COLUMBUS, Ohio (AP) — A lawsuit filed Friday seeks to block enforcement of a new Ohio abortion restriction signed in December that included additional licensing requirements that the ACLU and Planned Parenthood argue are unnecessarily onerous.
The action filed in Hamilton County Common Pleas Court asks the court to issue a temporary restraining order followed by a preliminary injunction preventing the Ohio Department of Health from enforcing the law before it goes into effect March 23.

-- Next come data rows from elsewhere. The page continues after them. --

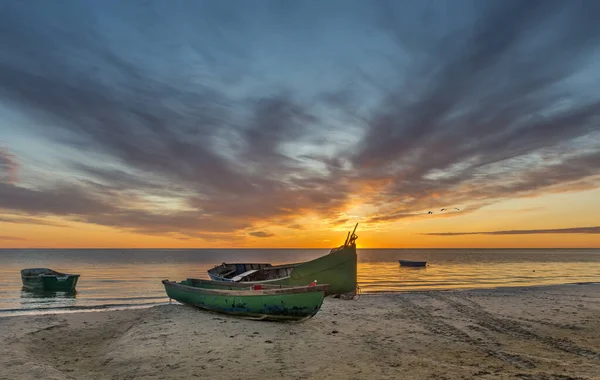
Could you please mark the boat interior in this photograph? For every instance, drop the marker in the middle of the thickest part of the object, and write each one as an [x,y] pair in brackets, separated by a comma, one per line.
[230,271]
[269,273]
[34,272]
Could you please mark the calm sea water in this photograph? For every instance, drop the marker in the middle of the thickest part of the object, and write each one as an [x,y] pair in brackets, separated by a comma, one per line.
[112,279]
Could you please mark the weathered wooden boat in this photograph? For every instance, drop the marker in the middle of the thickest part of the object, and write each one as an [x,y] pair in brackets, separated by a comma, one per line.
[265,302]
[45,279]
[409,263]
[234,272]
[338,269]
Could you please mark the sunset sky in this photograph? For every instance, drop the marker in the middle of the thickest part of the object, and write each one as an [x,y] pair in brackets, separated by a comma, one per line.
[284,123]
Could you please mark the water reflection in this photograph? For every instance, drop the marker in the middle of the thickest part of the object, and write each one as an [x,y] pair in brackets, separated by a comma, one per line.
[113,278]
[37,299]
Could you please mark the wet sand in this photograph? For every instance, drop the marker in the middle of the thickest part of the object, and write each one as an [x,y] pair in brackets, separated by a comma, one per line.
[513,333]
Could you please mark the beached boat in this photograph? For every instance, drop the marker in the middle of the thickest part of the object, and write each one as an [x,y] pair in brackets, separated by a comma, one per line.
[48,280]
[265,302]
[409,263]
[338,269]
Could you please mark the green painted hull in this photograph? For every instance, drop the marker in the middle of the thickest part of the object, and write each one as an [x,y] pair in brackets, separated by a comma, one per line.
[49,282]
[337,269]
[272,303]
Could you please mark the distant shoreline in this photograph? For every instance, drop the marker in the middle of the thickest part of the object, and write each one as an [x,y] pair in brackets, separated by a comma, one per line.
[544,332]
[119,307]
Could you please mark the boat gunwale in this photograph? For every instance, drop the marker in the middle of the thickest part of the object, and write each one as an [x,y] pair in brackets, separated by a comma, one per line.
[269,290]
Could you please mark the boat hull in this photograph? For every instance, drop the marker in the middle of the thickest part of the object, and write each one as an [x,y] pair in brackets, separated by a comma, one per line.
[408,263]
[338,269]
[51,283]
[240,300]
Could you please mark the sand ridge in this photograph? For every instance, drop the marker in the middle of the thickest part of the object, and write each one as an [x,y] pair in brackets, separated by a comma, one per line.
[513,333]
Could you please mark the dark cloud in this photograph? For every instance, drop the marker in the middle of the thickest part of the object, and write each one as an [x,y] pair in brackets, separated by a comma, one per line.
[261,234]
[61,200]
[573,230]
[189,141]
[480,99]
[8,167]
[27,220]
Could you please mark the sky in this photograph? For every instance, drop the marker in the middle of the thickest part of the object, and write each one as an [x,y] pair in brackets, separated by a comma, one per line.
[283,123]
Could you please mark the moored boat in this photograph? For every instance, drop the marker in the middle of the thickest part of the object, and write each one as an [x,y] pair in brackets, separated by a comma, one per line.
[265,302]
[409,263]
[338,269]
[48,280]
[234,272]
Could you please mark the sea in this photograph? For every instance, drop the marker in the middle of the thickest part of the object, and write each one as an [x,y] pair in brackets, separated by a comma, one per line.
[113,279]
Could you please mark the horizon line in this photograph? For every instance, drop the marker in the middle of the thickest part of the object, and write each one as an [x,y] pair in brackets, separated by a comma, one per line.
[295,248]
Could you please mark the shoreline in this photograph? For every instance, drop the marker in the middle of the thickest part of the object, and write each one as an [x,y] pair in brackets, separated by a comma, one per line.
[545,332]
[7,313]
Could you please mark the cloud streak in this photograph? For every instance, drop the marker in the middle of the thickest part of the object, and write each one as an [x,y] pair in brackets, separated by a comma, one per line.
[573,230]
[172,136]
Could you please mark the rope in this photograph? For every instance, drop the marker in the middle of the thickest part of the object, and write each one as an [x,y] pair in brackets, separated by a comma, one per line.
[358,293]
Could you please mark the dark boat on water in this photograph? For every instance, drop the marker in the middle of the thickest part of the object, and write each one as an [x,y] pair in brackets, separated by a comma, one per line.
[409,263]
[338,269]
[44,279]
[263,302]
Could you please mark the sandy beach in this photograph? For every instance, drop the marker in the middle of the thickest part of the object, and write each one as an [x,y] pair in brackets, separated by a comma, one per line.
[548,332]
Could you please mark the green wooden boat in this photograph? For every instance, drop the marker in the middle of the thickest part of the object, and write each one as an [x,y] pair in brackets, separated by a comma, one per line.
[338,269]
[265,302]
[44,279]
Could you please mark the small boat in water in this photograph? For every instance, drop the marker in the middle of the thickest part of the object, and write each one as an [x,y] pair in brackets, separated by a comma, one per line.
[48,280]
[338,269]
[264,302]
[409,263]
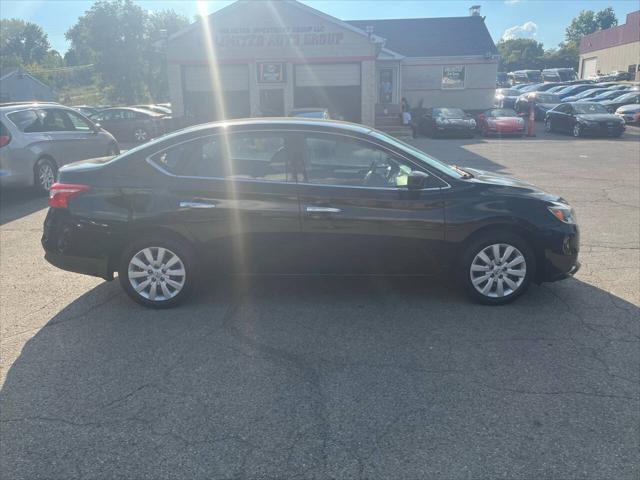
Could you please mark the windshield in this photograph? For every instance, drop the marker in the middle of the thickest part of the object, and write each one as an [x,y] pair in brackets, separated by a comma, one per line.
[448,112]
[501,112]
[589,108]
[418,154]
[547,98]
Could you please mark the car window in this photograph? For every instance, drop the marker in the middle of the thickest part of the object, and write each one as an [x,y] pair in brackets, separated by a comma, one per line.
[331,160]
[251,156]
[26,120]
[79,123]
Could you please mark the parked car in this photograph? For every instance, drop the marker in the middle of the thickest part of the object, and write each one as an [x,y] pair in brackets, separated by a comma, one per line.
[559,74]
[629,113]
[575,89]
[226,197]
[500,121]
[586,94]
[607,95]
[321,113]
[36,139]
[583,118]
[437,122]
[131,124]
[542,102]
[155,108]
[506,97]
[628,98]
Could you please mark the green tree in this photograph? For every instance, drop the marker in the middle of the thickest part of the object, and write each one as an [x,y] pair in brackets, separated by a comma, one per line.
[520,53]
[22,42]
[588,22]
[113,34]
[160,25]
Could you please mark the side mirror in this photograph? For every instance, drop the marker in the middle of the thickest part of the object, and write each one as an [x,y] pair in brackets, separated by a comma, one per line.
[417,180]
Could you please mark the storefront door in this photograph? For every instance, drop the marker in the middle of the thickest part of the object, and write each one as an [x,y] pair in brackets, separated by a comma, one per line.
[272,102]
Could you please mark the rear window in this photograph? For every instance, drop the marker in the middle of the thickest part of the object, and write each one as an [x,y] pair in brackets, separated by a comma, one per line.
[25,120]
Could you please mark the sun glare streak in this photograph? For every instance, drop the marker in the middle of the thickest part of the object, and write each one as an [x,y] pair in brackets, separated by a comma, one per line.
[217,88]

The bill’s stated goal was to impose criminal penalties on doctors who fail to give medical care in the extremely rare circumstance when a baby is born alive following an abortion attempt. However, provisions were added to the legislation that prevented abortion providers from contracting with backup physicians who teach at or contract with public medical schools.
Abortion rights groups said eliminating such a broad swath of physicians to serve as their back-ups could lead to two clinics in southwest Ohio being closed.

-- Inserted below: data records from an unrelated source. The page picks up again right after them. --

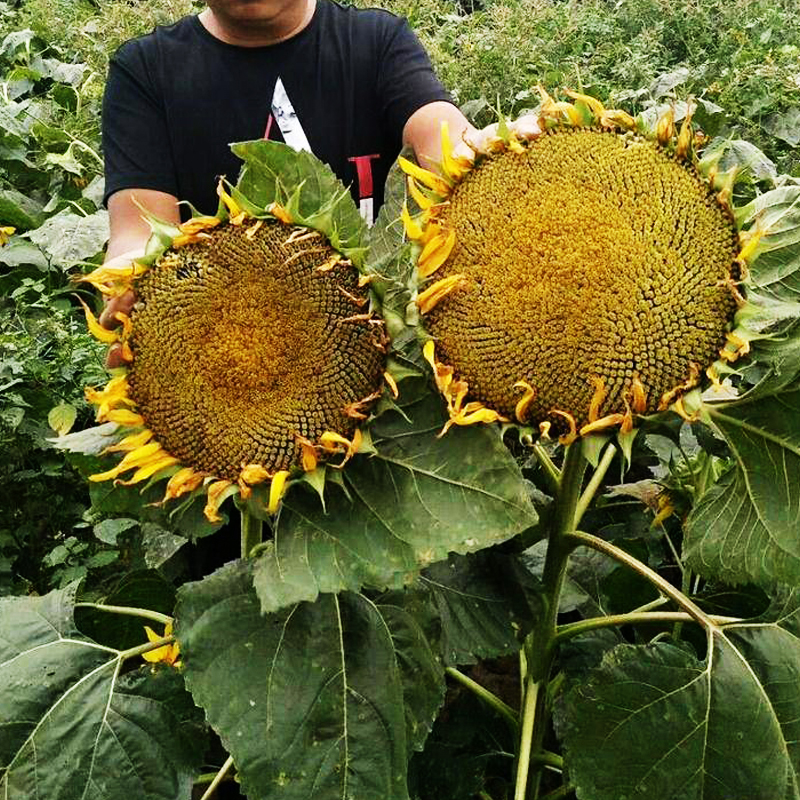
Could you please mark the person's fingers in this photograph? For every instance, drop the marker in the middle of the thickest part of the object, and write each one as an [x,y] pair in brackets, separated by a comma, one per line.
[526,127]
[123,303]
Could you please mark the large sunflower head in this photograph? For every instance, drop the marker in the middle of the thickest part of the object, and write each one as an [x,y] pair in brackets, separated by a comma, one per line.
[580,278]
[254,349]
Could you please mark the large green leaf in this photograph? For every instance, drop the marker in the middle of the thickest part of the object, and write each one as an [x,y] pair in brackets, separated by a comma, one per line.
[71,727]
[417,499]
[308,701]
[483,603]
[421,673]
[655,721]
[775,275]
[275,173]
[746,527]
[69,238]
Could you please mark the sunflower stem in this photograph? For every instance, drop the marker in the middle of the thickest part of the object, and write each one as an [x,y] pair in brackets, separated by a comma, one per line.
[129,611]
[595,481]
[145,648]
[540,644]
[573,629]
[218,778]
[552,473]
[252,531]
[664,586]
[488,697]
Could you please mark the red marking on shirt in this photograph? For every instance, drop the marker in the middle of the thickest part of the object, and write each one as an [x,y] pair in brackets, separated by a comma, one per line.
[364,172]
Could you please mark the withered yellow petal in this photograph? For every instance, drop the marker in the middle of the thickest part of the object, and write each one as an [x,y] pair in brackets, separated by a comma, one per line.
[435,253]
[95,328]
[276,490]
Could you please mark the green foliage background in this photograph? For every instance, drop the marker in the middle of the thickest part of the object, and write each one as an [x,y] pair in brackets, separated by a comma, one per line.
[741,59]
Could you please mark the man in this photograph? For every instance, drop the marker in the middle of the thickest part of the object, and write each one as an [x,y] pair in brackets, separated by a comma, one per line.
[353,86]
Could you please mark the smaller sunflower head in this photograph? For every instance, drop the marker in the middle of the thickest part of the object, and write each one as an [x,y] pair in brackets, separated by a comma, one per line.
[254,352]
[578,279]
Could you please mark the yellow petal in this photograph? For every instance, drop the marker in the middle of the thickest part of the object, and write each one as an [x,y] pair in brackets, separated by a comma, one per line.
[279,212]
[665,128]
[214,499]
[124,417]
[433,181]
[570,437]
[422,200]
[601,424]
[614,118]
[523,404]
[233,207]
[95,328]
[594,104]
[639,395]
[197,224]
[182,482]
[598,398]
[131,442]
[276,490]
[253,474]
[391,383]
[435,253]
[412,227]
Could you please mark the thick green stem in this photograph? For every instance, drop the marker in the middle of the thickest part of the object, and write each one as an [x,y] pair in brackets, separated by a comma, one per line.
[129,611]
[526,737]
[573,629]
[252,531]
[551,472]
[540,643]
[664,586]
[218,778]
[146,648]
[488,697]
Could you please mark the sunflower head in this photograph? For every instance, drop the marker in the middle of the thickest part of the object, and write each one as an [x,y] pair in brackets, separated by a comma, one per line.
[578,279]
[254,351]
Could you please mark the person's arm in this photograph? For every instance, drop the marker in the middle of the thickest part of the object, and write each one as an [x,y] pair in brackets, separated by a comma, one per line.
[129,233]
[423,131]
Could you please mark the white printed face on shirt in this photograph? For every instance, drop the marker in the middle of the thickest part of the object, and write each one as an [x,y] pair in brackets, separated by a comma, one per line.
[285,117]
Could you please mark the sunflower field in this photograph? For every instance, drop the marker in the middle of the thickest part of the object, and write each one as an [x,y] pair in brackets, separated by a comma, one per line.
[505,504]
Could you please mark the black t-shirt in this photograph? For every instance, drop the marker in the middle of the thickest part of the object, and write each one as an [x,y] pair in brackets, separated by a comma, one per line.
[343,87]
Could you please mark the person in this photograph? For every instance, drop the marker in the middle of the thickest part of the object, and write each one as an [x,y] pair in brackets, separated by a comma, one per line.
[351,85]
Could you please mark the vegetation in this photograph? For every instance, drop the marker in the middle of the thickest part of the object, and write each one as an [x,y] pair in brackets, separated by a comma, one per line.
[429,658]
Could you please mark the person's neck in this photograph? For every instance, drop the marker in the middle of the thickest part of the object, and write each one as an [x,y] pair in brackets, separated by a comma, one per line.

“Senate Bill 157, in the guise of a technical requirement for a licensing variance, is actually an extreme and dangerous law that seeks to eliminate access to procedural abortion services in southwest Ohio,” Amy Gilbert, staff attorney for the ACLU of Ohio, said in a statement announcing the suit. “Ohio politicians are piling yet another medically unnecessary, arbitrary and onerous requirement on abortion facilities in an attempt to put abortion out of reach for Ohioans.”
Both Women’s Med in Dayton and Planned Parenthood of Southwest Ohio in suburban Cincinnati operate under state variances that include partnerships with several doctors. Women’s Med’s doctors are known to have ties to Wright State University’s medical school and Planned Parenthood’s statements suggest its doctors may have such ties, as well.
Planned Parenthood has described the law as another in a series of TRAP laws, or “targeted restrictions on abortion providers,” aimed to eventually make abortion unavailable inside state borders. The procedure remains constitutionally protected for now.
The bill was sponsored by Republican state Sens. Terry Johnson, a retired doctor, and Steve Huffman, a practicing physician. Huffman has called the bill “another step in our continued commitment to uphold the sanctity of human life.”
Ohio Right to Life, the state’s oldest and largest anti-abortion group, calls the new law “anti-infanticide.”